Susan Lucci and Her New Book: InspiringBy Michael Karol Posted: Mar 15, 2011
I've spoken with Susan Lucci (Erica, ALL MY CHILDREN) on more than one occasion, and have had the pleasure to meet her more than once (the first time was waaaaay back in 1988, as a freelance writer). I interviewed her last week on the occasion of the release of her new book, All My Life (official release date: March 29). Unlike other books associated with AMC and Erica Kane — 1983's Raising Kane, Erica Kane: Beyond the Pain and 1997's Having It All, the latter an actual book published by ABC Daytime about which it's impossible to know how much, or how little input Ms. Lucci had, other than posing for the cover shot — this book is about La Lucci and her life (she enjoys being called La Lucci, by the way).
There are some things in it that will surprise you, and may even shock you. None of them have to do with celebrity gossip, although Lucci does touch on a number of other famous people whose lives have intersected with hers. No, I can't tell you much more just yet…see the interview in the April 5 issue of Soap Opera Weekly, out March 25. But I can tell you this: Lucci is the real thing. A star, yes, who has had an incredible, and singular, career. She's a person (or mensch, as we say in Yiddish, which literally means "human being," but has come to mean someone who has evolved and has admirable characteristics, like integrity and honor; someone we'd want to know).

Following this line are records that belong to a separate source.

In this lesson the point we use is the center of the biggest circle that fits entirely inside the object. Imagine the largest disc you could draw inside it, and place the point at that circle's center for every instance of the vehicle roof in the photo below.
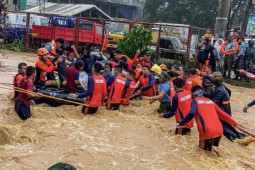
(67, 9)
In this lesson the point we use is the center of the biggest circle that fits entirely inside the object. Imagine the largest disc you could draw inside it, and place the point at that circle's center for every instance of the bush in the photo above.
(137, 38)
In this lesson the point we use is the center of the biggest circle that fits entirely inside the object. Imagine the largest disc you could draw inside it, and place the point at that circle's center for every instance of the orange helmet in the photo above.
(42, 51)
(163, 67)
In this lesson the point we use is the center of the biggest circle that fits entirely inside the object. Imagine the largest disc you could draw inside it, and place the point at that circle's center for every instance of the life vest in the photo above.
(116, 90)
(172, 91)
(144, 63)
(188, 84)
(180, 76)
(70, 73)
(196, 81)
(53, 46)
(208, 123)
(184, 106)
(99, 92)
(127, 93)
(15, 84)
(42, 68)
(137, 74)
(144, 82)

Here's just one example. After reading her book and formulating my questions, I realized that more than one note I'd scribbled had to do with things Lucci had written that could be construed as inspirational. Like: "Life happens — use the good and bad to help you prepare for the future," and "When work is the focus of your life, your life is out of focus." I strung a few of them together and asked her, "In a very subtle way, I think your book is almost a self-help book, inspiring…was that your intent?" Her reaction was surprise, as if she'd never considered it, although she said that she did bring up the subject with her agent when they first discussed the project. And that was that, or so I thought.
Two hours after the interview ended, I got a second call from Ms. Lucci. When I saw her number on my phone console at work, I worried that, "Oh, she's probably calling to tell me not to use something she had said." But instead, when I answered, she said, "Michael, I have to tell you. I've talked to four other journalists, and in every conversation the word 'inspirational' has come back to me. I can't tell you how happy that makes me." She was very subtly patting me on the back for being the first one to bring it up. We said goodbye, and I was beaming. She certainly didn't have to call me back. But she did. And that's indicative of what a mensch she is.
In 30 years of celebrity journalism, no star of her caliber has ever called me back right after an interview…unless it was to say, "You can't publish that!" Or, perhaps, after the interview came out, I might get a call during which the person wished I hadn't been so candid…as to publish what they said! Susan Lucci is different. She's in many ways the exact opposite of the diva we know as Erica Kane (except that she, too, cares deeply for her family). And the book does deal with that. As I told her, she's one of the most gracious persons I've ever met. She surprised this occasionally jaded writer and made me feel good. I call that inspirational.